Drive faulted due to errors, next steps?

Status
Not open for further replies.

jnyl42

Dabbler
Joined
Dec 1, 2014
Messages
16
My (fairly new) 10 disk RaidZ2 just disabled a drive due to persistent errors (6 read errors, 69 write errors according to volume status). This is the first time I've had this issue after putting the system to use. What are my next steps?

- Can I do some diagnoses to make sure it's the disk going bad, and not just a cable or something? It's a relatively new build, ~ 4 months old.

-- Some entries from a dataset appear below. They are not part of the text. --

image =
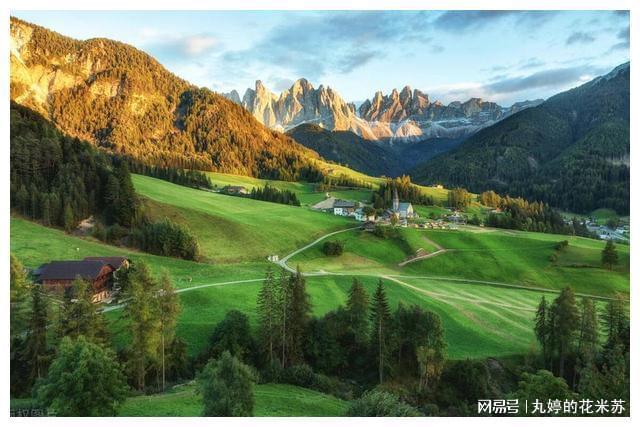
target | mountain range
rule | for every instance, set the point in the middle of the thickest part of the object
(571, 151)
(123, 100)
(405, 116)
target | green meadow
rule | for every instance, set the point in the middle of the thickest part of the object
(233, 229)
(516, 258)
(236, 234)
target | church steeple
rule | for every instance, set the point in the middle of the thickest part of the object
(396, 201)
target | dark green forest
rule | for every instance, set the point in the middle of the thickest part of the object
(572, 151)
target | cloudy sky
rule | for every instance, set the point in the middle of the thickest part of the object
(505, 56)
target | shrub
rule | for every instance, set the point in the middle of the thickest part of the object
(226, 385)
(375, 403)
(333, 248)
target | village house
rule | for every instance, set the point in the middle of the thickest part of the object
(359, 215)
(344, 207)
(237, 190)
(100, 272)
(402, 210)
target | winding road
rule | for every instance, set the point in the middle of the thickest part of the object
(396, 278)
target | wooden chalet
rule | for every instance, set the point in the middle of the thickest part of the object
(57, 276)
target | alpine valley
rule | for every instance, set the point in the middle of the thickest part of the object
(181, 252)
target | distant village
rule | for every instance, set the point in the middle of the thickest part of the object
(100, 272)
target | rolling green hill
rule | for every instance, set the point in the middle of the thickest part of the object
(231, 229)
(371, 157)
(572, 151)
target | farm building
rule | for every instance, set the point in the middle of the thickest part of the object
(100, 272)
(235, 189)
(344, 207)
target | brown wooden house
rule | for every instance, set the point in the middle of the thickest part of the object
(59, 275)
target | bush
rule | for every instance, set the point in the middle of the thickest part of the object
(226, 386)
(375, 403)
(99, 232)
(115, 233)
(333, 248)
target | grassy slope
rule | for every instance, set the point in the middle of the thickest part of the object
(474, 315)
(492, 255)
(203, 308)
(232, 229)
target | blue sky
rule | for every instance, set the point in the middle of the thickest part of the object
(505, 56)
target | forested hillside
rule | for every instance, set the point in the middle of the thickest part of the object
(370, 157)
(572, 151)
(118, 97)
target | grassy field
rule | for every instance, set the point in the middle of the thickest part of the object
(306, 192)
(491, 255)
(233, 229)
(203, 307)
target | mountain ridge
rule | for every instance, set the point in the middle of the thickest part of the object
(122, 99)
(571, 151)
(405, 116)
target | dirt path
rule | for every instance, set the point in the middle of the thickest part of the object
(283, 262)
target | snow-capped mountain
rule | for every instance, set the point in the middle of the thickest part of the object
(400, 116)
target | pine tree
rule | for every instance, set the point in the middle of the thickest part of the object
(300, 316)
(357, 308)
(587, 336)
(168, 312)
(609, 255)
(617, 323)
(541, 328)
(68, 220)
(267, 315)
(565, 325)
(80, 316)
(284, 309)
(380, 319)
(36, 349)
(141, 313)
(19, 298)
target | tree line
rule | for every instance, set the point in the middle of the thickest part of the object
(62, 354)
(275, 195)
(60, 181)
(519, 214)
(185, 177)
(407, 192)
(572, 348)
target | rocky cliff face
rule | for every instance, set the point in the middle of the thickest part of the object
(122, 99)
(302, 103)
(408, 115)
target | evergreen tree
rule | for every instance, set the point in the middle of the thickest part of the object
(357, 309)
(616, 323)
(168, 310)
(299, 317)
(36, 349)
(68, 221)
(19, 298)
(80, 316)
(284, 313)
(267, 316)
(84, 380)
(609, 255)
(380, 320)
(542, 328)
(587, 336)
(141, 313)
(565, 326)
(226, 386)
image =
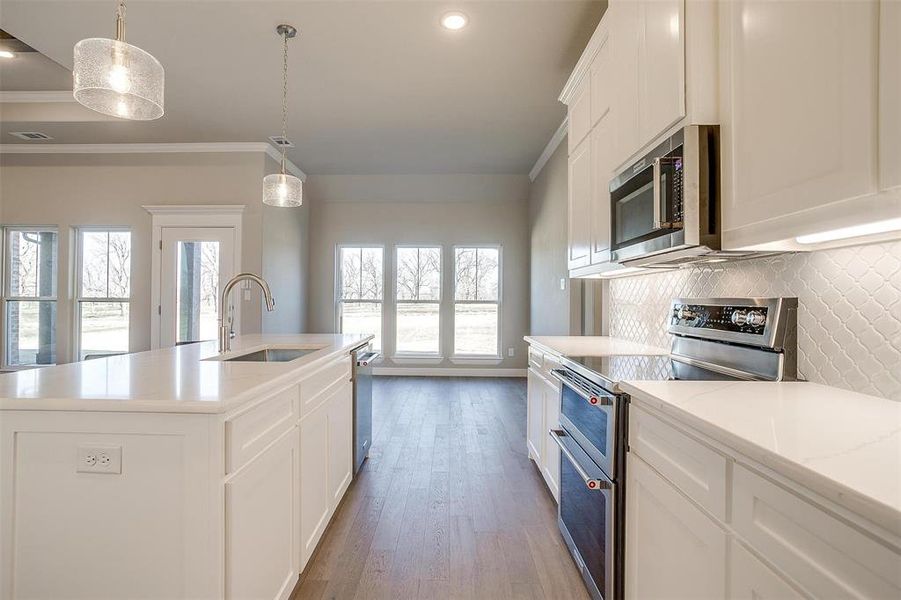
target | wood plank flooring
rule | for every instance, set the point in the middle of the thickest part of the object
(448, 505)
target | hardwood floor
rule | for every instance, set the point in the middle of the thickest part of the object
(448, 505)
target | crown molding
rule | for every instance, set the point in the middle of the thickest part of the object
(36, 97)
(162, 148)
(581, 69)
(549, 150)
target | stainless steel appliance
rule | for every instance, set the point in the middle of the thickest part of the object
(713, 339)
(362, 380)
(665, 208)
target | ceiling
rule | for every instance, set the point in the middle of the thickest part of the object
(375, 87)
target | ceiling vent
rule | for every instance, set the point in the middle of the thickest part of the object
(281, 141)
(31, 136)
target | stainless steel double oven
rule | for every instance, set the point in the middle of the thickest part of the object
(592, 421)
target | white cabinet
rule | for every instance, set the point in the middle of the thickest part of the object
(261, 546)
(535, 416)
(314, 470)
(543, 414)
(340, 443)
(799, 104)
(661, 66)
(673, 550)
(750, 579)
(550, 463)
(580, 206)
(890, 96)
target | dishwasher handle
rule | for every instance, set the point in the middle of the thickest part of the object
(365, 359)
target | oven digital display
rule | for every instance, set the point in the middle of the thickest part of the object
(738, 319)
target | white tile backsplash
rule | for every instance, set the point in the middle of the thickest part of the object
(849, 317)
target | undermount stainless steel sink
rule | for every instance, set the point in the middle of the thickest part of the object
(272, 355)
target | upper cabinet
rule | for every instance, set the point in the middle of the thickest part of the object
(810, 119)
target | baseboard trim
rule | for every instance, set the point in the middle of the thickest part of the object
(447, 372)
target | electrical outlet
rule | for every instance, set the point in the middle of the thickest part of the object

- Should I go ahead and order/buy a replacement disk? Will I have compatibility issues if I change the WD Red with an HGST Deskstar NAS?

Any other considerations?

Thanks for the help. The user manual only says how to replace the disk.
 

enemy85

Guru
Joined
Jun 10, 2011
Messages
757
First see what a smartctl -a /dev/ada××× shows...
 

jnyl42

Dabbler
Joined
Dec 1, 2014
Messages
16
First see what a smartctl -a /dev/ada××× shows...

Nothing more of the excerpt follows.